More than twelve people shared poetry, some sharing more than just a poem. Almost everyone who attended enjoyed scones, pastries, and various coffees and teas.

“I love poetry and I wanted extra credit in my American Literature class, which I have with Dr. Nickel. I also have something prepared for tonight. My family and I always used to go to my grandfather’s cabin when I was little, so I wrote about that because that was a good part of my childhood,” said Mary Pat Blaskiewicz, a freshman secondary education English major.

“I am taking Professor Nickel’s Craft of Poetry class, and he wanted his students to read a poem. The poem I’m reading tonight is one of the poems I wrote for class. The title is ‘The Soldier,’ and is a quick walk-through of what soldiers do from sign-up until end,” said Rebeka Buczeskie, a senior history pre-law major.

Jeremy Kuba,  freshman occupational therapy major, said he was encouraged by the diversity of people in attendance.

“I’m excited to hear people who aren’t in the English department present and see how good their poetry is. My poem is called ‘Contagious,’ and it’s about my ex-girlfriend and I’m interested to see how people will find it,” said Jeremy.

Others came to not to read, but to listen.

“I came here to listen to my fellow classmates and also to add to my experience. I’ve never really been into poetry, so I thought I could try it out and listen to some,” said Katherine Seaberg, a freshman English writing major.

“I came to this poetry reading because my good friend, Jacob Schweiger, will be reciting his poetry and I really wanted to

support him. I also had hoped

tonight would be fun,” said Mark Seewald, a sophomore Psychology major.

Dr. Patrick Hamilton, Associate Professor and Chair of the English department, said Dr. Nickel arranged a positive environment for young poets who may feel self-conscious about sharing their work.

“I think, very often, students are somewhat reluctant to share their own writing, so I believe this will provide a very comfortable and relaxed environment to share their work,” he said.

After the last poem was read and the last scone was eaten, it was time to end the night. Many left the reading satisfied and happy.

“Tonight was a confidence booster, and I would definitely come to another one of these readings because I love poetry. My favorite part about tonight was being with my poetry class classmates,” said Sierra-lynn Krohnemann,  sophomore English/doctor of physical therapy major.

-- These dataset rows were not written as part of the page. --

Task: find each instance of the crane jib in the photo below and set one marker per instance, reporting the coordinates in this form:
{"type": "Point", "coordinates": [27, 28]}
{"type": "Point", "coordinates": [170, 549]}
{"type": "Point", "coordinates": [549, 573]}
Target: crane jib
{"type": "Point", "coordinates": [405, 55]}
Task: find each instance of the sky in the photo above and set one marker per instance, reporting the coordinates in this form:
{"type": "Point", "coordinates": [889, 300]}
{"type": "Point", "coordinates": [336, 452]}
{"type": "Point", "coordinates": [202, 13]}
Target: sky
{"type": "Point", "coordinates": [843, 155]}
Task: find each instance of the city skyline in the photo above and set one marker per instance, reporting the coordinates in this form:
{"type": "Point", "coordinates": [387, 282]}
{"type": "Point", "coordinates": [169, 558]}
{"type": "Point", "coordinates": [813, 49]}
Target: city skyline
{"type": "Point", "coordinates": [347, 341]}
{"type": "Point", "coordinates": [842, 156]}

“I think the poetry reading was a rousing success to see that everyone enjoyed it and got to read whatever they want. I probably would come to another one of these readings and I just really enjoyed seeing everyone having a great time,” said Jason Hauze, a sophomore English major and communications minor.

Jacob Schweiger, junior philosophy/doctor of physical therapy major, read his poem “Cross of Responsibility,” which is about how everyone has a responsibility to humanity to be the best they can be.  He said the best part of the event was the artists sharing their art.

“The entire event seemed to be an excellent way of connecting both students and professors. The highlight of the night was seeing so many faculty and students together in one place doing something they love,” he said.